The A.V. Clubs William Hughes gave a "A−" rating for the episode, describing that the show is "still one of the most vibrant, fast-paced, and occasionally over-stuffed corners of the Marvel Cinematic Universe", with an outstanding scene between Mobius, Loki, and Ouroboros. He also criticized the episode for its ambiguous and "surprisingly scant" plot in a show has previously worked best as a character piece.

Vultures Siddhant Adlakha rated the episode 3 stars out of 5 as it was "entertaining, even if its ending is a bit sudden and jagged". He praised the episode for being "briskly paced [and] skillfully shot", leaning into the show eccentricity and retro-futurism, and incorporating exposition in novel ways. He also highlighted Ke Huy Quan's performance in the episode.

Space.coms Fran Ruiz wrote that the episode is thrilling despite being entirely situated within the TVA and having only a minor action sequence. Ruiz criticized the episode for its excessive exposition but praised acting performances, camerawork and continuation of the show's distinctive production design.

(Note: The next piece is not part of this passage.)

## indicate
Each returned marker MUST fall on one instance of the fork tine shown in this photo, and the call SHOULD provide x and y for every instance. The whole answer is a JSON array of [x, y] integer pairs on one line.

Colliders Therese Lacson wrote that the episode was "a decent return to the story", with Loki's time jumps generating "chaos that can be disorienting at times". Lacson praised Ke Huy Quan's character, and the actor's comedic timing with co-stars Wilson and Hiddleston. She also highlighted Wilson's comedic timing while saving Loki as "particularly funny".

Gizmodos Sabina Graves criticized the change in writing between show seasons, describing the previous season as "unique boundary-pushing queer genre", and this episode as "generic science fiction aping Doctor Who and Rick and Morty". Graves also expressed surprise at the plot of the show indicating that the women "broke it all and it's up to the men to fix it". In terms of individual performances, Graves highlighted Wunmi Mosaku being "empathetic and powerful" as Hunter B-15.